Dalam buku sejarah resmi Inggris, The War Against Japan, Volume V: The Surrender of Japan (1969) oleh S.W. Kirby, ia menerangkan Inggris dan pasukan Indianya datang ke Indonesia untuk melaksanakan tiga tujuan utama: mengamankan bekas tahanan perang Sekutu, melucuti lalu memulangkan pasukan Jepang, dan menjaga ketertiban umum. Namun, Belanda masih diakui secara de jure  berdaulat atas Indonesia, sehingga Inggris terjepit antara kewajibannya kepada Belanda dan dorongan untuk berkooperasi dengan pihak Indonesia demi melancarkan tugas-tugas mereka.

Di sisi yang lain, merespons proklamasi kemerdekaan Indonesia dan kedatangan pasukan Inggris-India, kaum nasionalis dan para pemuda di Jawa mengambil alih pemerintahan lokal atas nama Republik, antara lain di Semarang, Ambarawa, dan Magelang.

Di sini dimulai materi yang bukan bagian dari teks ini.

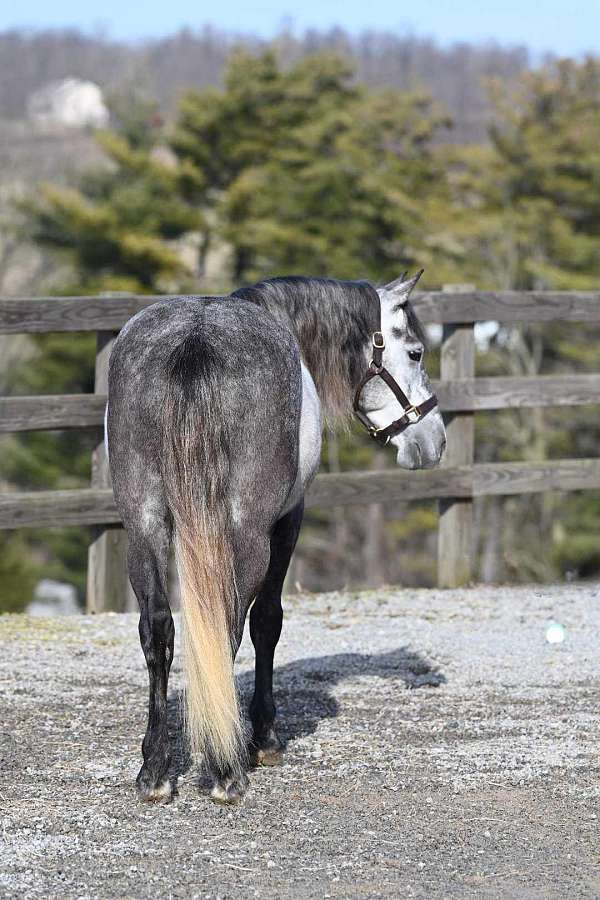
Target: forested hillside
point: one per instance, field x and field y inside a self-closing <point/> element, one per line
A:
<point x="453" y="76"/>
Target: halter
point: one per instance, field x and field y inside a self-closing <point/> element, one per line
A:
<point x="412" y="414"/>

Buku Sejarah Pertempuran Lima Hari Semarang (1977) mencatat pemerintahan daerah Semarang mulai disusun sejak Agustus 1945, sebelum kaum nasionalis setempat mulai mengambil alih kota. Han Bing Siong, dalam artikel "The Secret of Major Kido" (1996), mengungkap bahwa perebutan senjata Jepang oleh pemuda berujung pada Pertempuran Lima Hari Semarang, 15—19 Oktober 1945, ketika Mayor Kido dan pasukannya menyerbu Semarang. Meski pasukannya Kido kalah dalam jumlah, mereka berhasil merebut Kota Semarang dan mempertahankannya melawan gempuran BKR, polisi, dan pemuda dari luar dan dalamSemarang.

B.R. Mullaly, dalam Bugle and Kukri (1957), menuliskan bahwa Pertempuran Semarang berakhir ketika pasukan Inggris-India mendarat pada pagi hari dari 19 Oktober di Semarang. Pasukan Inggris-India ini adalah dari Batalyon Ke-3 dari Resimen Gurkha Ke-10 ("Batalyon 3/10"). Kedatangan Batalyon 3/10 mendorong pihak Indonesia dan Jepang untuk mengadakan gencatan senjata, namun tujuan utama batalyon tersebut adalah untuk mengamankan para bekas tahanan perang Sekutu di Jawa Tengah.

Kiri ke kanan: seorang penerjemah, Kapten Tomlison, dan Mayor Kido; Semarang, 1945. (Sumber: NIMH) 
Kiri ke kanan: seorang penerjemah, Kapten Tomlison, dan Mayor Kido; Semarang, 1945. (Sumber: NIMH) 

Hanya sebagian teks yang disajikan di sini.